So, I just bought a new computer. 

Have not got it up and running yet.

Hopefully by the end of the month I will have had enough time to pull it out and get it all set up.

The good news is I also bought Photoshop I bought the CS6 extended version. 

I have not had any aftermarket photo editing software to work with as of yet. Just the stuff that comes pre loaded on the computer.

This should be interesting. I have seen what the software can do, but the operator has to know how to make the software do it.

So, the question is, what tools have you guys, (as digiscopers) found to be most valuable in photoshop?

I remember when Danny took one of my pics and edited it in photoshop and it made a difference. 

It is really something I should have done long ago, but I wanted to upgrade my confuser before I dumped all that money on software.

I am sure I will have a ton of "digiscoping specific" questions once I start getting into it.

October 13, 2013 at 9:04 PM Flag Quote & Reply

Posts: 39

If your camera supports it I'd shoot in RAW, when digiscoping I never had the option because I was a cheapo but my god RAW is such a god send, it has saved so many of my photos from being okay to awesome. The reason I say this is because CS6 has excellent software to edit raw files and CS6 is what I use, I find it so easy to use and the results I can obtain are great.

When I edited in JPEG, I didn't fool around much, I only applied sharpening and noise reduction and if suffered from chromatic abberation I used this.

I know alot of people use the clone stamp tool, I have only ever used it to hide spots or dirt marks and never to remove and object.


October 17, 2013 at 10:17 AM Flag Quote & Reply

Posts: 103

Yeah, I got photoshop installed today. 

I have been playing around with it for a few minutes. ( turned into hours and hours! )

I noticed that you can open the raw files in a seperate mode, (raw editing mode) before you go into the full photoshop mode.

You are right!
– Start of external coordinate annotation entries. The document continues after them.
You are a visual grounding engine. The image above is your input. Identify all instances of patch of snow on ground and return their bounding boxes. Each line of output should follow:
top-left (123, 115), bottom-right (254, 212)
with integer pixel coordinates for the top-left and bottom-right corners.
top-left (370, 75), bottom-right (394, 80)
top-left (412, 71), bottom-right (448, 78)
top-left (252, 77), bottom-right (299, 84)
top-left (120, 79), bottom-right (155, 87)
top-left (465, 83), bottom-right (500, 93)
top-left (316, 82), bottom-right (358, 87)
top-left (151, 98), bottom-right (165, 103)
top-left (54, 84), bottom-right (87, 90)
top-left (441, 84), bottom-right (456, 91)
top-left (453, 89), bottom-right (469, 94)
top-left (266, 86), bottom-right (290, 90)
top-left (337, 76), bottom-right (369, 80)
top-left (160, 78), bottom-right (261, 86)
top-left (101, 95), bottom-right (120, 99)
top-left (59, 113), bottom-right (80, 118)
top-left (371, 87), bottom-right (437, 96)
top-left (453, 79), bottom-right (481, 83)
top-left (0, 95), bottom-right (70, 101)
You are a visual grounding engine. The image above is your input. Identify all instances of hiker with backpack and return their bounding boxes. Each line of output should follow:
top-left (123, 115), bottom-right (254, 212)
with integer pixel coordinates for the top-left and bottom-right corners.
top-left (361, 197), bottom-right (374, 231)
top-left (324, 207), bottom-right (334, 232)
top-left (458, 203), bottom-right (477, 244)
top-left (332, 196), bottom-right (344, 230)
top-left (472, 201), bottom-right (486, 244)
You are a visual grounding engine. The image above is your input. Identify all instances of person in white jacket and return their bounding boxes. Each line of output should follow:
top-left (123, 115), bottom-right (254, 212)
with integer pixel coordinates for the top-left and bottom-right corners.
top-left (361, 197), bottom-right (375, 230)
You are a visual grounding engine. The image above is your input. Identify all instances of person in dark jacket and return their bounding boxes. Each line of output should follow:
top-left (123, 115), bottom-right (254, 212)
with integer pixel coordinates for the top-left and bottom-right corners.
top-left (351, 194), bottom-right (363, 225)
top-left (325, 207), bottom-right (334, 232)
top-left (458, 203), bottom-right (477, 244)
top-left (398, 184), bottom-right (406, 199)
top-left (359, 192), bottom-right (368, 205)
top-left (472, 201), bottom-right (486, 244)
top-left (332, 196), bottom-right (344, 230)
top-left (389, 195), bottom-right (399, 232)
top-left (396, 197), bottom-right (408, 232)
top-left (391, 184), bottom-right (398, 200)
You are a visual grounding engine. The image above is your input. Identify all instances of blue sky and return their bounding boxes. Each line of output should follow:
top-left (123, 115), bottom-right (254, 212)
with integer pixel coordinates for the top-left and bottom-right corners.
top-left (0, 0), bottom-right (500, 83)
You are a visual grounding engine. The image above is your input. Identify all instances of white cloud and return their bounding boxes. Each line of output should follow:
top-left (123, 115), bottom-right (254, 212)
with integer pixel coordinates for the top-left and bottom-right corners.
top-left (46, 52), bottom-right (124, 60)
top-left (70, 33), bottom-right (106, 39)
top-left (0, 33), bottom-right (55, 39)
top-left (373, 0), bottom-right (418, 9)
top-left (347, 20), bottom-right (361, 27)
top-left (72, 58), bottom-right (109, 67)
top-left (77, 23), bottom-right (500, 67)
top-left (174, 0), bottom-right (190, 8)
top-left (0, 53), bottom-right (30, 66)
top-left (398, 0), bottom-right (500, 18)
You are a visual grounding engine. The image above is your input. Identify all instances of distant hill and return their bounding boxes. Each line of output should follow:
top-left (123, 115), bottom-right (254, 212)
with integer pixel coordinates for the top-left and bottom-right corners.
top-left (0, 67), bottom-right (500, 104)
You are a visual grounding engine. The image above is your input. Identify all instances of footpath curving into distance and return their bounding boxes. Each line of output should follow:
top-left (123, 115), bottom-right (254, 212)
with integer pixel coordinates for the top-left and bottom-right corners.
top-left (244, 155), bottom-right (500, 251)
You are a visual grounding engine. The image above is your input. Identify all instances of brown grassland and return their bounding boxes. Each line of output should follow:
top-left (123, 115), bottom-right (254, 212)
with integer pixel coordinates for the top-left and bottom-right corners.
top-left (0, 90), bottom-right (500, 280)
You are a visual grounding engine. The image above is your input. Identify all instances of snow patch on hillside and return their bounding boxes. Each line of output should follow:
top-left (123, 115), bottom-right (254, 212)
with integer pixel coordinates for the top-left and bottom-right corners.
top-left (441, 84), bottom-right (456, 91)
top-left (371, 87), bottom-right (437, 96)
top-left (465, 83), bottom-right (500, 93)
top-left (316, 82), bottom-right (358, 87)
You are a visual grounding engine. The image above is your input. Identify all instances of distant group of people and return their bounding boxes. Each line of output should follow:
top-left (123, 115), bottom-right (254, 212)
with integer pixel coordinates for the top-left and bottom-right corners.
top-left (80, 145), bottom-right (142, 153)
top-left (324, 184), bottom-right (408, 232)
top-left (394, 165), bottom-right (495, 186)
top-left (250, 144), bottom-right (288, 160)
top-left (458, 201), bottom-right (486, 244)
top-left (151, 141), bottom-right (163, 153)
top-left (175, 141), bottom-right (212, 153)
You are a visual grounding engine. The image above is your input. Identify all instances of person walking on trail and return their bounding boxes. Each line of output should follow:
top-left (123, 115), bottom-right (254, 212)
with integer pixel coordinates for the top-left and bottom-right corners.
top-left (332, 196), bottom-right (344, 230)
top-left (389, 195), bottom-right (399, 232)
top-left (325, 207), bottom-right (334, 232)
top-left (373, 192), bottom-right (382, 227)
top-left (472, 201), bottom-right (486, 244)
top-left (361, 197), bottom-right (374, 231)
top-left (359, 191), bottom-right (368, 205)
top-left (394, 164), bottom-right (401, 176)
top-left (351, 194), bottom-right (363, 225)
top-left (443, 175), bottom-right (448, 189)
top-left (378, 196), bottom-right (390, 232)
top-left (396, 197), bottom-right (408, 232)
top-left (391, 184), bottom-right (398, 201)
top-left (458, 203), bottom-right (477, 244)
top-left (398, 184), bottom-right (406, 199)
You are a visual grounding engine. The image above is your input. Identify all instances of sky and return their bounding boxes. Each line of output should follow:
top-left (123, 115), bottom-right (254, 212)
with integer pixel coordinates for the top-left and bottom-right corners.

That thing is amazing! I would have never thought you could do that much with a photo.

I was confused beyond all recognition at one point, thanks to training videos on Adobe's web page, I figured out how to use a few things. 

It almost feels like cheating. I have spent soooo much time trying to get my pics to come out looking good at the camera level. Then there is this "tool" that aloows me to fix my mistakes instantly.  Crazy!

I tried the clone stamp tool, could not figure out what it was trying to do. 

I tried lots of buttons. Mostly I just made my pictures worse. But thats how I am going to learn what each of them does.

I am looking forward to learning to use the layers. It seems to be adding layers without me even trying. The thing I need to learn is how to add layers intentionally.

Just the Raw editing ability is going to be a huge tool. But the real fun should be found inside the rest of the program.

My brain hurts. Between the new confuser and the new software, I am on learning overload.

All that I know at this point is, the internet videos make it look so simple. But when you try to do it yourself, its slow and frustrating.

October 18, 2013 at 8:06 PM Flag Quote & Reply

Dannys Digiscoping
Site Owner
Posts: 372
Muleyman, Don't consider using photoshop as "cheating" Remember, as digiscopers we don't have the advantages of autofocus, image stabilisers and fast apertures. Using photoshop for digiscopers helps us to sharpen and reduce noise because we need to use higher iso settings at times. I'm not saying that we should use it on really poor images, but it just helps make the best ones even better. Photoshop is a vital tool and a skill to use properly, so I say embrace it, cos tbh, everyone else does!!
October 19, 2013 at 3:40 PM Flag Quote & Reply

Posts: 39

You will get used to it, believe me, if I can you will have no problem.

and eh, I only consider it cheating if I am removing objects from the photo (partly because I don't know how). You got to look at it this way, all professional wildlife shots will have had some post processing, even the photos taken with quadruple figure lenses.